Dawidziak argumenta que “reduzimos Poe a essa imagem cartunística, deixando uma pequena parte de sua produção literária enquadrar completamente essa percepção distorcida. É como tirar uma foto de Poe do reflexo de um espelho distorcido.” No entanto, é importante lembrar que, apesar de ser um erro tomar Poe por apenas o mestre do macabro, isso é parte de sua obra e algo que o destacou na literatura. Para o pesquisador J. Gerald Kennedy:

“A imagem gótica de Poe pode ser limitante, mas, com certeza, é duradoura, porque há muito de verdade nela”, ao que Dawidziak completa, afirmando que “reconhecer isso é fundamental para entender Poe, mas deixar que isso o defina por completo como escritor subestima-o criminosamente, como artista e como pessoa” (p. 23).

Assim a obra inicia, e então segue intercalando, a narrar desde os primeiros anos da vida do menino Poe, “um menino de face rosada, precoce e com uma imaginação maravilhosamente rica e esplêndida” (p. 67), sua relação complexa com a família adotiva, que, apesar de lhe dar o sobrenome Allan e sustentá-lo até os dezoito anos, nunca o adotou oficialmente, tendo Poe sido deixado sem herança pois, após o falecimento da mãe adotiva, o pai adotivo, John Allan, casou-se novamente e, ao falecer, deixou tudo para a segunda esposa e o filhos biológico que tivera com ela.

A biografia trata ainda da relação de Poe com a jovem esposa, a prima Virginia, que tinha apenas treze anos quando eles se casaram, seus conflitos com outros escritores, devido a resenhas bastante severas e acusações de plágio, flertes com outras poetas que causaram escândalos na época, o debate se Poe realmente bebia demais ou se isso era algo exagerado pelos seus inimigos, como o editor e poeta Rufus Griswold, rival literário de Poe, que escreveu um obituário cruel após a morte de Poe, afirmando que poucos lamentariam a sua partida.

Por fim, após trazer fatos e perspectivas sobre a vida de Poe, sempre intercalando os capítulos entre a vida do poeta em ordem cronológia e os seus últimos meses de vida, o livro fecha apresentando as mais diversas teorias sobre o que pode ter causado a morte do autor.
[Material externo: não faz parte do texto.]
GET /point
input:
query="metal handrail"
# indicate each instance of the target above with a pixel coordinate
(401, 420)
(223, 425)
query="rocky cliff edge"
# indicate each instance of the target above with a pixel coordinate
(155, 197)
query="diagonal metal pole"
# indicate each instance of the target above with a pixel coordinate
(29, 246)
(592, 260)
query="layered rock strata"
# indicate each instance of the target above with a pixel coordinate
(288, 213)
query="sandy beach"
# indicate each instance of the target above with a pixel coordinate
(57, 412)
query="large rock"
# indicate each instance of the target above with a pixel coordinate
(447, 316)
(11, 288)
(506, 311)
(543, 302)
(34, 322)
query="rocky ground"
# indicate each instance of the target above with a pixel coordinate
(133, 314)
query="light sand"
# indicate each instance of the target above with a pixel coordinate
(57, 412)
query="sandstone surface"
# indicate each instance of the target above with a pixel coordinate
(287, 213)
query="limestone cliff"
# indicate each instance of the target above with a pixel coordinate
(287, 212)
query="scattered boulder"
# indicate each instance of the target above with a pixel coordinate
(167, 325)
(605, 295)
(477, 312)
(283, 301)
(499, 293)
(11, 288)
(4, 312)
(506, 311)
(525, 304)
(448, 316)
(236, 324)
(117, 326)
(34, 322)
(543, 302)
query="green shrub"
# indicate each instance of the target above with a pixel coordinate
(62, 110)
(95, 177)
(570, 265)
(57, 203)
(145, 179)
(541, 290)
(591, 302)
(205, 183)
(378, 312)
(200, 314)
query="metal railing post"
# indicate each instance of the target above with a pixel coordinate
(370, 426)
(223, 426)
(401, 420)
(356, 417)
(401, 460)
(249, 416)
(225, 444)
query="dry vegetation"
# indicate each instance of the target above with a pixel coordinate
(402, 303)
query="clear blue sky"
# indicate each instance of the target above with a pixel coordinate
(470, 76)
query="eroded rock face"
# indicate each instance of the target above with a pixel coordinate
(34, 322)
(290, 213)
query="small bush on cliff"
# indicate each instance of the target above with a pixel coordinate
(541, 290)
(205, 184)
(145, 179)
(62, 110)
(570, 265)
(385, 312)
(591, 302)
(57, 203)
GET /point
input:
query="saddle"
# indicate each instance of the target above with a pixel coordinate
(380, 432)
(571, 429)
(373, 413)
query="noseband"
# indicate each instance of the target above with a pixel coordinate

Entre as mencionadas estão cólera, tuberculose, tumor, envenenamento, etc. Dawidziak apresenta diversos pontos de vistas de estudiosos e até mesmo análises científicas dos restos mortais do autor, de forma a investigar a causa mais possível dentre todas imaginadas.

Para saber como se deu essa investigação e a que conclusões o autor chega, recomendo a leitura da obra, que lança luz sobre um mistério há muitos anos discutido. Mistério esse que, na falta do detetive Dupin para resolver, ficamos com a pesquisa acadêmica, que é a melhor forma de conhecer e compreender Poe e sua obra e, por que não, também tentar entender o que causou a sua prematura morte?